Foreign exchange futures risk management must read: execute transactions as planned; keep a record of your trading results; limit your losses, constantly work hard for patience, perseverance, determination and rational behavior, and never enter the market because you can’t wait.

30 must-reads for foreign exchange futures risk management:

  1. Make a plan for your transaction; execute the transaction according to your plan.
  2. Anticipation and fear are the two greatest enemies of speculators.
  3. Keep a record of your trading results.

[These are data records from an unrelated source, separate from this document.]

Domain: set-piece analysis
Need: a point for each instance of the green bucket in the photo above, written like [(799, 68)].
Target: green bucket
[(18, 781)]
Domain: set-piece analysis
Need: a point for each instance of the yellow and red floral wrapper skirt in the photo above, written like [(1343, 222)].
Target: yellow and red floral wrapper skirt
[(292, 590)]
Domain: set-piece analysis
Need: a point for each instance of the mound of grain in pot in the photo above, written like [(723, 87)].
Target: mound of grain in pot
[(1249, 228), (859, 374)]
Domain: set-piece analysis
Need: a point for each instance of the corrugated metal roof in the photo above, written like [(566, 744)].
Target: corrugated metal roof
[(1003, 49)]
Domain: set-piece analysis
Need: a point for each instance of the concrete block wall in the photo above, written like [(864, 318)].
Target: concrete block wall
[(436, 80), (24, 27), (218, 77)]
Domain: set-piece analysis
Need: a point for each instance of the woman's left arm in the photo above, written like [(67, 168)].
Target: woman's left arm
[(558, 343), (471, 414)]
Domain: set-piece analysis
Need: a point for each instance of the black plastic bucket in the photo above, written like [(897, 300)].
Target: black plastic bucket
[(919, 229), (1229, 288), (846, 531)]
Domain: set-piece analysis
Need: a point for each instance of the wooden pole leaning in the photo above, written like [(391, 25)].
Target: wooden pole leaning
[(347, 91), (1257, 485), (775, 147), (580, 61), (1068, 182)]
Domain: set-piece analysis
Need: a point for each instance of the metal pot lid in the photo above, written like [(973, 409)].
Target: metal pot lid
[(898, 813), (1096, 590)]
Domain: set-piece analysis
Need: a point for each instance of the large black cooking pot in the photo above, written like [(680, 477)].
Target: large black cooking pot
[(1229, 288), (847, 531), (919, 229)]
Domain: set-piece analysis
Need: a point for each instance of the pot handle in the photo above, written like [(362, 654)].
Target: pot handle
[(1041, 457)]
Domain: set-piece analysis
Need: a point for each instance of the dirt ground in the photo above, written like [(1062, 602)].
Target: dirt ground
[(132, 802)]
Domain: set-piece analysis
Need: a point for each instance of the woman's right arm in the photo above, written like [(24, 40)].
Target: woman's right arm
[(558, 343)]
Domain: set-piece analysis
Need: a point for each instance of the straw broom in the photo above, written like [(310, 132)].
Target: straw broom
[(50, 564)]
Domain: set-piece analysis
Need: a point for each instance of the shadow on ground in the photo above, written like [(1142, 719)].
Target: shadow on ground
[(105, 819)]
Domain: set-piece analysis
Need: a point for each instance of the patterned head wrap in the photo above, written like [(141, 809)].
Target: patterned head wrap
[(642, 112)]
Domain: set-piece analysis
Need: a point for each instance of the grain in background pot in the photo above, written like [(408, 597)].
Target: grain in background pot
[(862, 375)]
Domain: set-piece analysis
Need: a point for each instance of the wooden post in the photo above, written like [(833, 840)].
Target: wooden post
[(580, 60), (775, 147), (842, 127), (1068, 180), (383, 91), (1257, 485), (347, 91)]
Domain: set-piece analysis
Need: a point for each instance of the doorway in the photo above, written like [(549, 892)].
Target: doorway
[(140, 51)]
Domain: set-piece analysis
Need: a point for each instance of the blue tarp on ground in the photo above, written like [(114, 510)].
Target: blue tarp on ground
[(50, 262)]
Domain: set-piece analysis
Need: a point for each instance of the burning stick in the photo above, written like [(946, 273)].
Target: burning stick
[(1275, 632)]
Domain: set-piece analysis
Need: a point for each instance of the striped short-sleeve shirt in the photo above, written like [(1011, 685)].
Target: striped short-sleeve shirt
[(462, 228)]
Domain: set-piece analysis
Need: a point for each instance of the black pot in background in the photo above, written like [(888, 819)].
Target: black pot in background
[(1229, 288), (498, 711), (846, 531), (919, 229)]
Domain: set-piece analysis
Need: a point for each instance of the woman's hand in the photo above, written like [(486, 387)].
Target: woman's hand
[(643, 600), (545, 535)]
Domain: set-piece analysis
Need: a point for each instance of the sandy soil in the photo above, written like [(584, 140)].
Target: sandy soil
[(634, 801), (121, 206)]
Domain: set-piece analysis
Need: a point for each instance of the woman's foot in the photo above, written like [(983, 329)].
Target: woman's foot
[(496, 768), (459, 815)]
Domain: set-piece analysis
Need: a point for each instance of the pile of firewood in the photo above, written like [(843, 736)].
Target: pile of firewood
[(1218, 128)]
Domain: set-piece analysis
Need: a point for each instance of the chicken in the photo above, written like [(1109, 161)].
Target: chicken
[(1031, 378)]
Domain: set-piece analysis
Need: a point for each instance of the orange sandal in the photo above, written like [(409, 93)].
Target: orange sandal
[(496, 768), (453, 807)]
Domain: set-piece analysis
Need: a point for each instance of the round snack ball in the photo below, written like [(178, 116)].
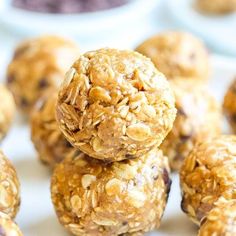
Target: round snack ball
[(8, 227), (230, 105), (92, 197), (9, 188), (115, 105), (7, 110), (177, 54), (221, 220), (207, 174), (216, 6), (48, 139), (39, 66), (198, 117)]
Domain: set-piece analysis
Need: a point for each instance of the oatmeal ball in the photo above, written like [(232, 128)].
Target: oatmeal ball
[(97, 198), (198, 117), (216, 6), (207, 174), (221, 220), (7, 110), (9, 187), (114, 105), (177, 54), (8, 227), (39, 66), (230, 105), (48, 139)]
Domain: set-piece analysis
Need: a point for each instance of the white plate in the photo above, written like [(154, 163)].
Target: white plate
[(37, 217), (76, 24), (218, 31)]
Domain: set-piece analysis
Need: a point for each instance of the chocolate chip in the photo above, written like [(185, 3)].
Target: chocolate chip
[(166, 177), (192, 56), (203, 221), (20, 51), (67, 144), (43, 83), (167, 181), (2, 231)]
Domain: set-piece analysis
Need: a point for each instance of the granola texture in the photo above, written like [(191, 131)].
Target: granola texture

  4. No matter how much you lose, keep a positive attitude in the diversity plot.
  5. Don't be overconfident-it will become your greatest enemy.
  6. Constantly set higher trading goals.
  7. Setting stop loss is the key to the success of many traders-limit your losses!
  8. The most successful traders are those who do long-term trading.
  9. Successful traders buy when bad news and sell when good news.
  10. Successful traders are not afraid to buy at highs and sell at lows.
  11. Successful traders effectively plan time to conduct market research.
  12. Successful traders set profit goals for every trade they make.
  13. Don't ask for opinions everywhere before entering the transaction-facts are infinitely valuable and opinions are worthless. Simply put, successful traders are not swayed by the opinions of others.
  14. Constantly strive for patience, perseverance, determination and rational behavior.
  15. Never exit the market because you lose patience, and never enter the market because you can’t wait.
  16. Don't enter and exit the market too frequently.
  17. The best way to profit is to follow the trend.
  18. Unless you have a good reason, don't change your position in the market. Every time you make a trade, you must have a rationale or a clear plan; after that, unless there are clear signs of a trend change, do not withdraw.
  19. Losing money can't make a profit, but it can make speculators study carefully. Seize every opportunity to lose money and improve your understanding of market behavior.
  20. The hardest task in speculation is not forecasting, but self-control. A successful transaction is a difficult and annoying transaction. In the equation of success, you are the most important factor.
  21. The basic element of price changes is human emotion. Panic, fear, greed, insecurity, worry, pressure and indecision are the main sources of short-term price changes.
  22. Typically, when the market is at the top, the most people are unanimously bullish; when the market is at the top, few people hold a bull market view.
  23. Pay attention to long and short sets. In other words, if the deficit is shrinking, don't look too much.
  24. Remember, a one-month bear market can make you lose what you have gained in a three-month bull market.
  25. Find the "decisive factor" in each commodity futures. As the situation changes, we are ready to re-determine a factor at any time.
  26. Expand your source of market information; limit your source of market opinions.
  27. Never let a big win turn into a loser. If the market makes your profit fall by 20% from the highest point, stop the loss and exit the market.
  28. No one can know everything. Engaging in futures trading always faces danger.
  29. Trading requires four elements to succeed: knowledge, courage to control properly, money, and the energy to properly combine these three.
  30. Foreseeing that there will be a loss, Grace accepts the loss generously. Those who meditate on losses always lose their next opportunity, and the next opportunity is likely to be a profitable opportunity.